Situación similar hemos visto en los últimos meses en Rusia, luego que Putín declaró la homosexualidad y su asociación como una práctica de propagar ideas contra el bien de la nación, de prohibir la circulación de textos informativos e impedir a toda costa la asociación, reunión o actividad de agendas de diversidad sexual y de género. Este anuncio autoritario, detonó en el metro y establecimientos públicos se han aumentado las amenazas y agresiones a personas LGBTIQ+. También se han multiplicado prácticas de tortura con complicidad de los padres o mayores buscando “corregir”, ocultar su diversidad sexual y de género y se rompieron lazos vinculantes de organizaciones y colectivas LGBTIQ+ que pasaron de sobrevivir a pesar de la adversidad, a esconderse y callarse bajo el temor de ser sancionados por el Estado y, sobre todo, repudiados y odiados por la sociedad. Se está volviendo común, ver grupos de hombres blancos, jóvenes, pasearse por las noches de San Petersburgo o Moscú, con objetos contundentes, golpeando a personas que son o parecen homosexuales.
Uganda y Sudan en el África, padecen la misma situación, sus gobiernos y parlamentos anti derechos, cultivados en el populismo religioso, no solo han osado perseguir a muerte la homosexualidad y las expresiones de afecto, sino que, como delito de sangre, han extendido la violencia hacia los núcleos familiares haciendo que estos desprecien a sus miembros LGBTIQ+. Por ello, por más presiones de los EE.UU. y las tímidas acciones de la ONU, la instauración de la pena de muerte en Uganda y la acalorada discusión de la misma ley criminal en Sudan que se amplía al “travestismo” se hace de oídos sordos, pues sus discursos de odio y persecución a la diversidad se ha convertido en aceite que lubrica sus poco propositivas acciones políticas, que se cimentan en fabricar “enemigos internos” frágiles para distraer la atención de los problemas mayores. Además, un abuso de las costumbres religiosas para perseguir y una tergiversación de ver en la libertad una “amenaza cultural de imposición”, desconociendo la autonomía y libre desarrollo de la personalidad que nos asiste a todas las personas en la faz de la tierra.
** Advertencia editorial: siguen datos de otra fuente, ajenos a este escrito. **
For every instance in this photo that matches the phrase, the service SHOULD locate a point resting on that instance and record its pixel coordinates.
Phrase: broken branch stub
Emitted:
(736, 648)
Este mismo camino transita oriente medio —especialmente la liga Árabe— con decisiones como la tomada por Irak con la aprobación el pasado 26 de abril de una ley en su congreso que penaliza entre 10 y 15 años de cárcel las relaciones homosexuales, priva de libertad y aplica multas a quienes promueven relaciones de parejas del mismo sexo y condena a quienes se somete a un procedimiento de reasignación de sexo o lo acompaña. Incluso la ley, contra toda expresión de género, propone castigos severos para los hombres “afeminados”. Este acto barbárico no es ni gratuito ni impopular, sino que responde a una práctica extendida por los fundamentalistas en este país o que por mandato de sus líderes han despeñando homosexuales, apedreando personas trans y repudiado mujeres lesbianas y bisexuales. De seguro esta ley criminal será motivación no solo para que agudicen sus prácticas, sino para que el Estado, lejos de poner fin a una práctica violenta, la cultiven. Dicen los medios de comunicación y organizaciones humanitarias de territorio iraquí que estos días, a causa de este anuncio, los desplazamientos de personas LGBTIQ+ se han intensificado y las acciones de indiferencia social y complicidad de violencia van subiendo peligrosamente de nivel.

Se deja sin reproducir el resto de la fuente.